I find the discussion on the Libet experiment troublingly unsophisticated.
No-one would deny that when I wave my hand that an impulse has been directed along nerves; and that this transmission physically happens just before my hand moves; (and of course it happens before as it must do, and not after) though of course I think it happens just when I think of doing so - there is an illusion of simultaneity.
But there are two unlike things being compared here: myself to myself, and myself as a physical object. These are qualitatively different.
Supposing that there is an exact Correspondance between mental acts and physical acts, at every level; then this, by itself does not deny free-will.
But of course it's not by itself, and this is where the crux of the problem lies: in that physical acts are seen as determined; and this is prominently a conception of the mechanistic philosophy as derived from Newton.
But consider that the first mechanistic philosophy (in the West) was originated by Democritus; and elaborated by Epicurus and put down in well-rounded Latin hexameters by Lucretious.
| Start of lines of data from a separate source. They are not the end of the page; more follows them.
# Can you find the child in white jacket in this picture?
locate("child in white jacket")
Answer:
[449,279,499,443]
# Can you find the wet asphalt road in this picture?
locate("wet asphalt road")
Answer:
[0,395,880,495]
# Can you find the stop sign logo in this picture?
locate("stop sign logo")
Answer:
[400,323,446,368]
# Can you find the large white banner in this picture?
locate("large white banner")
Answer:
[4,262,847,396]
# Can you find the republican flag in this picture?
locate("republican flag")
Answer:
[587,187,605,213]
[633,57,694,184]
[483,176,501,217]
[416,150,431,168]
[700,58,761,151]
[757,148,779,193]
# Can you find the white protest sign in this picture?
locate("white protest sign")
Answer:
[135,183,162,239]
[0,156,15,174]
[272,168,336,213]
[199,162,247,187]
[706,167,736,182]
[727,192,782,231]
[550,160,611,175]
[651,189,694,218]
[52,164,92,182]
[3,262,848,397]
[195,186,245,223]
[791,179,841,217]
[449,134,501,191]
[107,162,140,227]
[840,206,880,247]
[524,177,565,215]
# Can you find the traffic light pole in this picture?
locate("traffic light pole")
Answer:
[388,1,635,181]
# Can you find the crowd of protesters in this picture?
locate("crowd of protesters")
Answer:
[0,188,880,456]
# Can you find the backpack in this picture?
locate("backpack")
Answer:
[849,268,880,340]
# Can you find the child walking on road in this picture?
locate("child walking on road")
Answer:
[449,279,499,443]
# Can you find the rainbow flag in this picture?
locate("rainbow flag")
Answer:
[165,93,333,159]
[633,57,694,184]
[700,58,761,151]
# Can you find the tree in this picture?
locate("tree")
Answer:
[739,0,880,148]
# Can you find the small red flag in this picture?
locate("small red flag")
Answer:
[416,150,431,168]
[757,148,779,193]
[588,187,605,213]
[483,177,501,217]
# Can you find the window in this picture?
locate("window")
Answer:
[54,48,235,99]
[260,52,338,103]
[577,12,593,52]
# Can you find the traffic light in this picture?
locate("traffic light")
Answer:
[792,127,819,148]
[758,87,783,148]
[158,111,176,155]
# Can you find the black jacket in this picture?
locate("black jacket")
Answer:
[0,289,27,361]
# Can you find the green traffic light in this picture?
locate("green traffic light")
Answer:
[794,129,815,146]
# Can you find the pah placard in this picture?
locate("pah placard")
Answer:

And that in this conception we see that atoms are in a sense given free-will (the Clinamen) so that they will interact; this, had any one bothered to note it with sufficient acuity at the time will have brought out the notion of uncertainty in physical motion as an irreducible notion before the advent of QM.
What I'm pointing out here is that, in Antiquity, taking the notion of the will seriously brought out a physical notion; whereas we seem to be troubled now with taking determinism seriously as seeing all our acts as determined.
Schopenhauer took the Will seriously enough that his philosophy was wholly based on it.